Mark Griffiths, un botánico inglés, acaba de entregarle al mundo un descubrimiento que estuvo puliendo en secreto por más de cinco años: el del verdadero rostro del escritor William Shakespeare, camuflado en la portada de un libro de finales del siglo XVI, el Herbario o Historia general de las plantas, de John Gerard. Ahí, cogido de una mazorca, con toga romana, se supone que está el único ‘retrato’ en vida del inmenso poeta.
El profesor Griffiths lo dedujo luego de descifrar un código secreto que él supone que está oculto en ese libro. Como si la figura de Shakespeare fuera allí un acertijo y una ecuación matemática, como si su nombre y su cara hubieran estado en la sombra para que alguien por fin los develara. “Es el descubrimiento literario del siglo”, ha dicho el editor de Griffiths, quien a su vez ha sido enfático: “Esto es álgebra, esto es Shakespeare”.
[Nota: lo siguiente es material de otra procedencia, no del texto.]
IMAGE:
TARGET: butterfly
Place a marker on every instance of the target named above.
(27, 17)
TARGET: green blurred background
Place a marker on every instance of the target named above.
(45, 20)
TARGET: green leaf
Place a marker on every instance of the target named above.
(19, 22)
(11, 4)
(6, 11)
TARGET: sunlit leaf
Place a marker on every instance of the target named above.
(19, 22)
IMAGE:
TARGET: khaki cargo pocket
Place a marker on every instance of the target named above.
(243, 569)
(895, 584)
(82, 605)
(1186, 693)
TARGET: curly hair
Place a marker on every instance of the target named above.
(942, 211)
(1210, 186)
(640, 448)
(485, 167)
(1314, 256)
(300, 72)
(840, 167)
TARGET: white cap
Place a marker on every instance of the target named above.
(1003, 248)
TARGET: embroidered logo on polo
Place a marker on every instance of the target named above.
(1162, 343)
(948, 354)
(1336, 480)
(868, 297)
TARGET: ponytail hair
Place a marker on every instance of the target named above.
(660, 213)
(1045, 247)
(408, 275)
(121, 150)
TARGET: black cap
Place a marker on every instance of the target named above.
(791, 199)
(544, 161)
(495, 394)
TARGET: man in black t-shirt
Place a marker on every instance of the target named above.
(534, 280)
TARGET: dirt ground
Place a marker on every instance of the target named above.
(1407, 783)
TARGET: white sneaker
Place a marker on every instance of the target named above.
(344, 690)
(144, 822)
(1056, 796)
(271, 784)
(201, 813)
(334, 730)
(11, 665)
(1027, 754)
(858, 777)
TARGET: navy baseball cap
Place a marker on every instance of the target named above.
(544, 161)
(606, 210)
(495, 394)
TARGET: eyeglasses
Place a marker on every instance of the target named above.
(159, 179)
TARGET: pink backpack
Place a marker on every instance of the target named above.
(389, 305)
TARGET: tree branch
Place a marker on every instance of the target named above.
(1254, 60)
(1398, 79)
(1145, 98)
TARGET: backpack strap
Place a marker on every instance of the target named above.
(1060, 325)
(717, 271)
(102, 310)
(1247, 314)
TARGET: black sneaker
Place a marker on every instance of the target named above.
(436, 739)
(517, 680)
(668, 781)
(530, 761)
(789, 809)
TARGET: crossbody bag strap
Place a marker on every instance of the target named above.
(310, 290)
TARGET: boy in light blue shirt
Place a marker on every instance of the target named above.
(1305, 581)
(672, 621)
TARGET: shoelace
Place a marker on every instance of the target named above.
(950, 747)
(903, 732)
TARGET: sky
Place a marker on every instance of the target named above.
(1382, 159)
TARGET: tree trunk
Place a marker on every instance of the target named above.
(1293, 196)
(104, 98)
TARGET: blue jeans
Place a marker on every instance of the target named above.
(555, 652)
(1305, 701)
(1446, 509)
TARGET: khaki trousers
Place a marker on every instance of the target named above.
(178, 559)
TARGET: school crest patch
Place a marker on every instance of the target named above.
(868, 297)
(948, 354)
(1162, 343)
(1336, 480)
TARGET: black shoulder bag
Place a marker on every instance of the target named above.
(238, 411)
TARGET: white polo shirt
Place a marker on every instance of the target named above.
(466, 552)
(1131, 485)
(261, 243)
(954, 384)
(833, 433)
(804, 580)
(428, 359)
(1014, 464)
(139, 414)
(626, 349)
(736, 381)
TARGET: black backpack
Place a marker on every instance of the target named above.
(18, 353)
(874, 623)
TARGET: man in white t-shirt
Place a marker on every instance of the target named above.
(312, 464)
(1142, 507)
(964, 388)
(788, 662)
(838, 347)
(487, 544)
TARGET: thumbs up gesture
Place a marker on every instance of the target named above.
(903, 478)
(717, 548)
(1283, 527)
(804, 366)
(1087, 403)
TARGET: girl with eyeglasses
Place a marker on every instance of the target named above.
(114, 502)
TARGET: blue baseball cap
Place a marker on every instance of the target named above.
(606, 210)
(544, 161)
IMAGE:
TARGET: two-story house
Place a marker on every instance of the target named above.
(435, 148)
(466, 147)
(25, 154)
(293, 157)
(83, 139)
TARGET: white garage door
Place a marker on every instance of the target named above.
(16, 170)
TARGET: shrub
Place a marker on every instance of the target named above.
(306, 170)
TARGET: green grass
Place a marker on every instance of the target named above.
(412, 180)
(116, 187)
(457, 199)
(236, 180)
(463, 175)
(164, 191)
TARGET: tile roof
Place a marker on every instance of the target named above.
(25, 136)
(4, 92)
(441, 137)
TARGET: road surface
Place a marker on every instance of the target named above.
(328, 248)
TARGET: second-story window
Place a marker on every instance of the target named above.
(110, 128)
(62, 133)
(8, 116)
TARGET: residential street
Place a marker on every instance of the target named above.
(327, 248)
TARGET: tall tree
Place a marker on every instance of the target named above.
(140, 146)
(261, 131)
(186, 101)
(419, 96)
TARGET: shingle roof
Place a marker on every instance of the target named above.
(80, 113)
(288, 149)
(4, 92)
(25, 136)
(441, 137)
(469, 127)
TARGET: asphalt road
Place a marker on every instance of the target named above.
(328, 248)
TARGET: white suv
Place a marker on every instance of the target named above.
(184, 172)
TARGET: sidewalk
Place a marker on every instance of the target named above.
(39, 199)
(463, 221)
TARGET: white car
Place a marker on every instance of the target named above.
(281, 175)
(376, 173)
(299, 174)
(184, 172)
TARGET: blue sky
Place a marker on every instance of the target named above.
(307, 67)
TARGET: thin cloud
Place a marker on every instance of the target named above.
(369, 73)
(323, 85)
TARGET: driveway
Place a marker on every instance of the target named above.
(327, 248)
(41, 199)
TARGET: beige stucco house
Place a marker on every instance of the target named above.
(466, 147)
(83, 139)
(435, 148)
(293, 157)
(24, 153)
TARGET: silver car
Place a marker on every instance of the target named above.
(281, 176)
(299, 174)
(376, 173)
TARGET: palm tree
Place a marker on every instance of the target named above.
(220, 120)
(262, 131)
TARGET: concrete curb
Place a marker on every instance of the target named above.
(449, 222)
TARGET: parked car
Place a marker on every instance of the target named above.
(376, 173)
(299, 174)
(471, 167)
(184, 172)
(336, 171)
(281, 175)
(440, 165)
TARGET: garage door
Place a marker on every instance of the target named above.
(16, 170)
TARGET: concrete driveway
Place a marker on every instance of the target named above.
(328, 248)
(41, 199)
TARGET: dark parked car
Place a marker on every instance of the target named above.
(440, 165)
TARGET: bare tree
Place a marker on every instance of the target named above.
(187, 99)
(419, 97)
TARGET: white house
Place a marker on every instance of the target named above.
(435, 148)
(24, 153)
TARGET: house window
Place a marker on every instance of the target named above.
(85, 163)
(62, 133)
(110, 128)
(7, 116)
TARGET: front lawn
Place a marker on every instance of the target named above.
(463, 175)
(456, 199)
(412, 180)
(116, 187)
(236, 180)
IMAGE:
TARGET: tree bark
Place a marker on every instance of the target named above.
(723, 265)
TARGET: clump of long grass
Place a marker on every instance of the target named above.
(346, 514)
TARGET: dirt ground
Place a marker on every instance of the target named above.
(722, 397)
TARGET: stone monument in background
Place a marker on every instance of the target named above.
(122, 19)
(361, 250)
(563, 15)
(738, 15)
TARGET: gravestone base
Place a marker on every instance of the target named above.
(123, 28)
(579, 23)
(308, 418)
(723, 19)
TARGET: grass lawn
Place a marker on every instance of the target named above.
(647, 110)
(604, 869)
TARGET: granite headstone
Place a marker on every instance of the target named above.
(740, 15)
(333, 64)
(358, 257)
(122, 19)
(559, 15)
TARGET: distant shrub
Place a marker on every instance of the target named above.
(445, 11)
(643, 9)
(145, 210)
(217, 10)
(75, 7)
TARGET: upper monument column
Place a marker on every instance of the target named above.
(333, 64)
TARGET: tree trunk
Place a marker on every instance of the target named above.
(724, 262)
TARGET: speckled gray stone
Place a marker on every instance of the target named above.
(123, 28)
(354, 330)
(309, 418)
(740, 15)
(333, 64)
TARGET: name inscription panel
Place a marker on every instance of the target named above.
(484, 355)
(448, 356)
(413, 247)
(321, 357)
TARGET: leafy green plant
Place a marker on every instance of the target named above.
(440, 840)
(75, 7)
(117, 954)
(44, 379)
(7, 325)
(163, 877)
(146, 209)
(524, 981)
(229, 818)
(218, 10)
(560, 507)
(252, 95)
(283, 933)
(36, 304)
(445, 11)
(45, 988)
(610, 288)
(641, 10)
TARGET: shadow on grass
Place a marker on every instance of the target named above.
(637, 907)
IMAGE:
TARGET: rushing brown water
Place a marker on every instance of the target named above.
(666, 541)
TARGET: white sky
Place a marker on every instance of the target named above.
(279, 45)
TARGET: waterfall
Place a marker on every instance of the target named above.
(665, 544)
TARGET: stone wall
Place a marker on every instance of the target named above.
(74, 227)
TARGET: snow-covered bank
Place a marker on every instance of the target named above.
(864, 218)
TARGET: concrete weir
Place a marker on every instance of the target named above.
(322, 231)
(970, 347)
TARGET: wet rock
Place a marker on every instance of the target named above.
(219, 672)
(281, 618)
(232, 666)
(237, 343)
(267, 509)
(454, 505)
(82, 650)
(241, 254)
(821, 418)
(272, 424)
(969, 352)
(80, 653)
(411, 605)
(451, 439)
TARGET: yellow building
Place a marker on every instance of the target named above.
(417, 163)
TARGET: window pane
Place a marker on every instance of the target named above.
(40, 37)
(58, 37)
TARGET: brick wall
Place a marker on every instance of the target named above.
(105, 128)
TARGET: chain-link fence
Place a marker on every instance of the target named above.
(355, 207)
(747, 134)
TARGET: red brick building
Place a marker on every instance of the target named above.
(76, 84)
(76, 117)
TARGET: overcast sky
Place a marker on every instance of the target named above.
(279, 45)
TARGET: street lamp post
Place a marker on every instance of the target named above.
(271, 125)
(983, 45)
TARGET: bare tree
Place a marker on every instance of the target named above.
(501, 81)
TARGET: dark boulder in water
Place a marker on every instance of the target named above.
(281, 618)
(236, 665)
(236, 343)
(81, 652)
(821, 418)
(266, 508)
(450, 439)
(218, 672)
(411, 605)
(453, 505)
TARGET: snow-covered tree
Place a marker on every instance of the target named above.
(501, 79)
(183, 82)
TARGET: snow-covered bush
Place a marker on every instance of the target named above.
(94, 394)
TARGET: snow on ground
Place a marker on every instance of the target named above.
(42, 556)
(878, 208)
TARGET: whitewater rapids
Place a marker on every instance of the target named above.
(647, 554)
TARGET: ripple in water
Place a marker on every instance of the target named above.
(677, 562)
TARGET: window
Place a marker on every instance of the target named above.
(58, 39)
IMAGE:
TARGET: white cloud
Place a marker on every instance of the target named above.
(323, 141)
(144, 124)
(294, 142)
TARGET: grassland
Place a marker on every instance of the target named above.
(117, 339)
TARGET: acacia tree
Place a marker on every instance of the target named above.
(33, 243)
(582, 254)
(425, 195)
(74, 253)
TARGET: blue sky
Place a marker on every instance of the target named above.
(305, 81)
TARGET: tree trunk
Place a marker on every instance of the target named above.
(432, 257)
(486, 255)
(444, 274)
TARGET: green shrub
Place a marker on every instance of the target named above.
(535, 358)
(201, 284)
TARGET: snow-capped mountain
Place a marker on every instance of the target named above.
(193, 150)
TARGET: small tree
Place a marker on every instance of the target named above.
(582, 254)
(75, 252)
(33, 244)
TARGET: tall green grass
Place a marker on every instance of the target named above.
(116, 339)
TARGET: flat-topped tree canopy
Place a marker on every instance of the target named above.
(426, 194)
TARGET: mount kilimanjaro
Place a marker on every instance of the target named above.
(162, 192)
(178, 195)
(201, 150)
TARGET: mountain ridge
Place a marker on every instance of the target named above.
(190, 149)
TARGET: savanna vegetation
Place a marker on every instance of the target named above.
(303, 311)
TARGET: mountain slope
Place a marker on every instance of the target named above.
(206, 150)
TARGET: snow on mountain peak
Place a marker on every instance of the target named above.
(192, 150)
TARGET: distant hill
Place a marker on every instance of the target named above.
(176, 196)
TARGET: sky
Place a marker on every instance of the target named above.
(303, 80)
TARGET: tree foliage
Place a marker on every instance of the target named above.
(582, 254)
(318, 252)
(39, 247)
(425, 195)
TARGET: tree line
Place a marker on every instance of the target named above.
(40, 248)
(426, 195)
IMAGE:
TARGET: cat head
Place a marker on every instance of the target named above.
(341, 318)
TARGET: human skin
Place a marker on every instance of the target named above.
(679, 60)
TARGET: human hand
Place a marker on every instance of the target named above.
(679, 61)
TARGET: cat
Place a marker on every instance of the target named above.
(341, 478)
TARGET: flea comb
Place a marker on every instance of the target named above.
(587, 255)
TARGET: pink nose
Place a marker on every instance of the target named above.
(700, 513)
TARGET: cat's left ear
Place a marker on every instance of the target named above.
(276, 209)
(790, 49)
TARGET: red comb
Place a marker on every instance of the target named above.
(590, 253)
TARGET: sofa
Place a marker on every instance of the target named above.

Todos los medios del mundo, aun la BBC, han dado la noticia como si fuera cierta, y algún periódico inglés la tituló como si fuera ya la novela de intrigas que está por venir, con su respectivo documental en el Discovery Channel: “El rostro de Shakespeare y el Código Tudor”. Los argumentos del profesor Griffiths no son menos delirantes ni menos truculentos, y la verdad es que con ellos uno podría asegurar que ese pobre romano que sale allí es Shakespeare, sí, pero también cualquier otro.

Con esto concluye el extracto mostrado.